南市大學的深冬時節,今日難得沒有下雪。
寢室裡,舍友都已離開,或回家,或旅遊,只有周瑾一人,還在猶豫寒假的去向。
周瑾握著手機在自己的書桌前與母親通話,閒著的手正轉著一支墨跡斑駁的圓珠筆。
筆桿在指縫間翻飛時偶爾蹭到袖口,在淺灰色毛衣袖管上劃出斷續的墨黑色痕跡。
午後的霞光穿過蒙著水汽的玻璃窗,將他毛衣後背暈染成暖橘色,卻照不化凝結在窗外邊緣的薄霜。
“媽,我打算假期去長安打工,過年之前一定回來。”他說話時筆尖無意識地在草稿紙上畫圈,洇開的墨跡疊成螺旋狀的暗影。
書桌上攤著《精靈能量學基礎》和寫滿批註的《精靈對戰策略精要》,被壓在最下面的遊戲機螢幕泛著幽藍的光,定格在未通關的寶可夢遊戲介面——畫面裡索羅亞克正對著暴雪擺出警戒姿態。
電話那頭傳來毛線針相碰的清脆聲響,混合著老木椅細微的吱呀聲。老媽又在西房那個老位置織著毛衣呢。那裡可沒有爐火,大冬天的,凍的手疼腳疼。
“就出去忙活一個月的時間,能賺我和小暗三四個月的生活費呢。讓你和老爸也能輕鬆點。”他轉身靠在窗邊,影子斜斜投在貼滿寶可夢屬性表的牆面上。
床上的精靈球突然輕顫,球殼縫隙滲出黑紅相間的霧氣,在夕照中流轉出熔岩般的輝光。
“包沒問題的好吧。我的能力你還不放心嘛。”周瑾用膝蓋頂開抽屜,取出一塊能量方塊。
桌前電腦螢幕定格著前天對戰錄影,畫面裡索羅亞克的暗影球正與七夕青鳥的龍之波動激烈碰撞,紫黑能量流在慢放鏡頭下炸裂成蛛網狀光紋,將他瞳孔映得忽明忽暗。
窗外寒風捲起枯葉敲打玻璃,床頭懸掛的九大徽章相框應聲輕晃。
黃銅邊框折射的光斑掃過書架,照亮《天王級訓練家戰術解析》書脊上疊了七層的借閱條碼。

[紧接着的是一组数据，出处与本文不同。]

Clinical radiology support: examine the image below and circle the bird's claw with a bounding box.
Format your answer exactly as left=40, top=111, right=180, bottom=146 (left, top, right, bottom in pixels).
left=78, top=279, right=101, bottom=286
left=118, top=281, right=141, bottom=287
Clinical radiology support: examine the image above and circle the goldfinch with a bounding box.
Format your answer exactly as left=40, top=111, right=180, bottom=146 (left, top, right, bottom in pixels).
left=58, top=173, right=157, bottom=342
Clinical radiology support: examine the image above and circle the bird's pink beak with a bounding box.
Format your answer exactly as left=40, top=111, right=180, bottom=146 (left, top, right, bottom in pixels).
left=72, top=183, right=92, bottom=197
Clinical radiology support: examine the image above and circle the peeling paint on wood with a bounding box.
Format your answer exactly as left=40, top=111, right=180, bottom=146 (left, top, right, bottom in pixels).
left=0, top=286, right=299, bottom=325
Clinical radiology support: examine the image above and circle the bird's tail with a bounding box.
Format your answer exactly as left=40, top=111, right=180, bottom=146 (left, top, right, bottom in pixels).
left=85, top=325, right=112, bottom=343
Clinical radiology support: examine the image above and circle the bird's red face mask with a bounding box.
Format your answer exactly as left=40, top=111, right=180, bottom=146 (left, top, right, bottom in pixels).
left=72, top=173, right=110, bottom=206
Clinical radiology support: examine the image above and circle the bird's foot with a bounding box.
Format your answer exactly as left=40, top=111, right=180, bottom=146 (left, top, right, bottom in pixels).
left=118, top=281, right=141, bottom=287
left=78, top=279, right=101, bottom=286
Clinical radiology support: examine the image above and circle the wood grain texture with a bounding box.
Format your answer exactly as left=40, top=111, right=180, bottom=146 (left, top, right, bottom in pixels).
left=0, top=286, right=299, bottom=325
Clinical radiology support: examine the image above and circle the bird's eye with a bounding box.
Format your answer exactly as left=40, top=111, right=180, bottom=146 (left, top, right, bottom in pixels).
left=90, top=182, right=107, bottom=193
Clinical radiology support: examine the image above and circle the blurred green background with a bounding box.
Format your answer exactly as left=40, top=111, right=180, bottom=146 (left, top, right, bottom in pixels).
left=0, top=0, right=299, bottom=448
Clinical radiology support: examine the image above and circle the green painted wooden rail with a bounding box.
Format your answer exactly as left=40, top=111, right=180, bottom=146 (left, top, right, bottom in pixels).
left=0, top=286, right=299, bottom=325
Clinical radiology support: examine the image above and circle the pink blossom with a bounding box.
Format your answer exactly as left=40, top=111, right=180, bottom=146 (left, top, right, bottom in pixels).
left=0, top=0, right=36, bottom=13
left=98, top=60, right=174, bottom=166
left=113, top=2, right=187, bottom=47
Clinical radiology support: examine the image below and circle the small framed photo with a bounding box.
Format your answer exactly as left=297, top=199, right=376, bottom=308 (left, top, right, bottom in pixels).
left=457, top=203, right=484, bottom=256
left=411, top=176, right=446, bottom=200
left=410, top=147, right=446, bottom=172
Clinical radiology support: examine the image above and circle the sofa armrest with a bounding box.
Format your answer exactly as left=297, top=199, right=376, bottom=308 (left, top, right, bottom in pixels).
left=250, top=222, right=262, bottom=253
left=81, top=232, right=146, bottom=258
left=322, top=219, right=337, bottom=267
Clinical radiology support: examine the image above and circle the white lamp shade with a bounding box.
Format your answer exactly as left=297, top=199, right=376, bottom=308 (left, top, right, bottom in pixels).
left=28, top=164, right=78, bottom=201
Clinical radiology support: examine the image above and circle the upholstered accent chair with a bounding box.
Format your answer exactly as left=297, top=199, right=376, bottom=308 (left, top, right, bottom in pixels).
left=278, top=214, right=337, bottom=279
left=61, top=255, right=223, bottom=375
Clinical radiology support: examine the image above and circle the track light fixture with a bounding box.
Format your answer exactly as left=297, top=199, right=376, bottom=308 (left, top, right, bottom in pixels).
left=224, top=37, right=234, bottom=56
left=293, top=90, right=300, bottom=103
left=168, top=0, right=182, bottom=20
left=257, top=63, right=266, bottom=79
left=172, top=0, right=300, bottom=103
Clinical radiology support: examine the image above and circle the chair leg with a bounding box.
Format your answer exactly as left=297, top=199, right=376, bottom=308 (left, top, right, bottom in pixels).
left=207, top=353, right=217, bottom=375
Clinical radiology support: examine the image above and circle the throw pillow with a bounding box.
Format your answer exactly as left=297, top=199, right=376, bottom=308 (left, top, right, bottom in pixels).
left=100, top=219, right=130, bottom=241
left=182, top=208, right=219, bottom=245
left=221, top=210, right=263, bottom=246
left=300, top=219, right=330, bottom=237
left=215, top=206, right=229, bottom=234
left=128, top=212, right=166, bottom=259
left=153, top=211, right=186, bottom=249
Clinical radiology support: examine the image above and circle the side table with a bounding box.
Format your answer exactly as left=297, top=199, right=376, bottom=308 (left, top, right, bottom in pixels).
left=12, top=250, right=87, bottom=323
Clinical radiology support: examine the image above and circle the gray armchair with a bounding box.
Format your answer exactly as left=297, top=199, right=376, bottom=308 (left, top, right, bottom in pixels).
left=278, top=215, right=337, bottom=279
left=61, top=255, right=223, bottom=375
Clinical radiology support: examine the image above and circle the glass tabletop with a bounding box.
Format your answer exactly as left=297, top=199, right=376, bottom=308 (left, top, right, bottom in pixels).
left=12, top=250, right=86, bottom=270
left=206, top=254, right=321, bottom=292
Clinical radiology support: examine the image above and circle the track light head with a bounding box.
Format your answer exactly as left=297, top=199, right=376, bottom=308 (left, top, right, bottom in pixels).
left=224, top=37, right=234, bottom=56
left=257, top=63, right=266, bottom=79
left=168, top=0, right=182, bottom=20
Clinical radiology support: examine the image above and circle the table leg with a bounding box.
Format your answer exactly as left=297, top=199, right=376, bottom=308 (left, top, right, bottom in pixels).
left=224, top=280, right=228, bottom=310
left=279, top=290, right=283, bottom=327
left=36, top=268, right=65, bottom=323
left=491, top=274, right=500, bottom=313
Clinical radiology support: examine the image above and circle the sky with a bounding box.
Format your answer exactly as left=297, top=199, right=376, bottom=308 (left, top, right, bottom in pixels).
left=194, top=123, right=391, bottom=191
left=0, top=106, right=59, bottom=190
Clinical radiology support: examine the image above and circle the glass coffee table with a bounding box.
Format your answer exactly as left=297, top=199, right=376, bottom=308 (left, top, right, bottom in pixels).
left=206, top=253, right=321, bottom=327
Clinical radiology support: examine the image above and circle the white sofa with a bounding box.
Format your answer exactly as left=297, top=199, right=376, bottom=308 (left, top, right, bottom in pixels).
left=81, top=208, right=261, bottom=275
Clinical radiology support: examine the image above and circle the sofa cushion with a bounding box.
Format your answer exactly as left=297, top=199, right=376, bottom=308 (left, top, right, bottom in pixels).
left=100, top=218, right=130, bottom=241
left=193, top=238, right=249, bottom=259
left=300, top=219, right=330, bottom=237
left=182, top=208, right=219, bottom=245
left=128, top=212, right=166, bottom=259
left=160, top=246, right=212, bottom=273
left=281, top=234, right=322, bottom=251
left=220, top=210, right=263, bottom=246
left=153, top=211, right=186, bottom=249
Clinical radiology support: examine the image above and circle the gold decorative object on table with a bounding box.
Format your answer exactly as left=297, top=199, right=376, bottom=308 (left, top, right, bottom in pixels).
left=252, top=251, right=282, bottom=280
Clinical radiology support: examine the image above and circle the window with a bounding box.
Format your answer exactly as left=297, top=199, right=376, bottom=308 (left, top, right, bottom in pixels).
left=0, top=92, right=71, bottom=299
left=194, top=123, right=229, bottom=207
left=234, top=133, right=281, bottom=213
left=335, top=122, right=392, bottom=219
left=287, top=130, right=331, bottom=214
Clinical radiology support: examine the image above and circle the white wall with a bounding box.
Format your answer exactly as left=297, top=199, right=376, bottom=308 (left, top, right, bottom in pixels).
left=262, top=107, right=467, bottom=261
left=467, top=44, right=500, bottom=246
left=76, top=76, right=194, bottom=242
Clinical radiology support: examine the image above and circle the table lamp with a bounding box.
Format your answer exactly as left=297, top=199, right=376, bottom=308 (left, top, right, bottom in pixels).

“我和小暗還是有潛力的,小暗如今都36級了,精英級高階……”他忽然頓住,看著自己床頭的精靈球裡竄出的黑紅霧氣凝成獸爪,輕輕勾起他手中的能量方塊。
霧氣捲走方塊時帶起細微的涼意,周瑾笑著屈指叩響桌前阿勃梭魯的精靈球殼。
騙老媽的話,還是信手拈來。
他可不敢跟父母說,索羅亞克即將突破道館級,他還收服了阿勃梭魯,阿勃梭魯也34級了。這些訊息,無疑是給父母增加心理壓力與經濟負擔罷了。
“你兒子我不過是荒廢了幾年天賦罷了,我還是那個天才少年。”
精靈球的金屬表面模糊的映出他青色的下巴輪廓,也倒映著牆上那張他和索羅亞克戰勝水系道館後的合照——照片中的少年一副高傲姿態,索羅亞克同樣滿臉傲氣的站在少年身旁,還比少年高了半個腦袋。
照片中的少年與現在這個對著戰術筆記皺眉的年輕人隔著五年的時光對望。
走廊突然傳來暖水瓶晃動的噗噗聲,隔壁寢室的同學趿著棉拖經過時帶起的氣流撲進門縫。
雖然沒甚影響,但周瑾還是下意識的按住了書頁防止被掀動,同時袖口蹭過檯燈的開關。
“再說了,我國慶不還回了一趟家嘛……”他聲音突然低下去,手指無意識摩挲著相框邊緣。
國慶假期他自作主張拉著全家人拍的那張全家福還塞在抽屜的最底層,照片裡母親織毛衣用的鉤針還是六年前的那副。
暮色漸濃時,遠處的訓練場傳來技能爆破的悶響。
周瑾起身關窗的剎那,恰見索羅亞克的虛影在夜空中炸開——應是某位意氣風發的訓練家正在測試暗黑爆破的威力,紫黑色能量團吞噬光明的姿態,與他電腦螢幕裡小暗的對戰錄影完美重疊。
檯燈那暖黃色的光暈籠罩住袖口下《精靈對戰策略精要》的某段批註。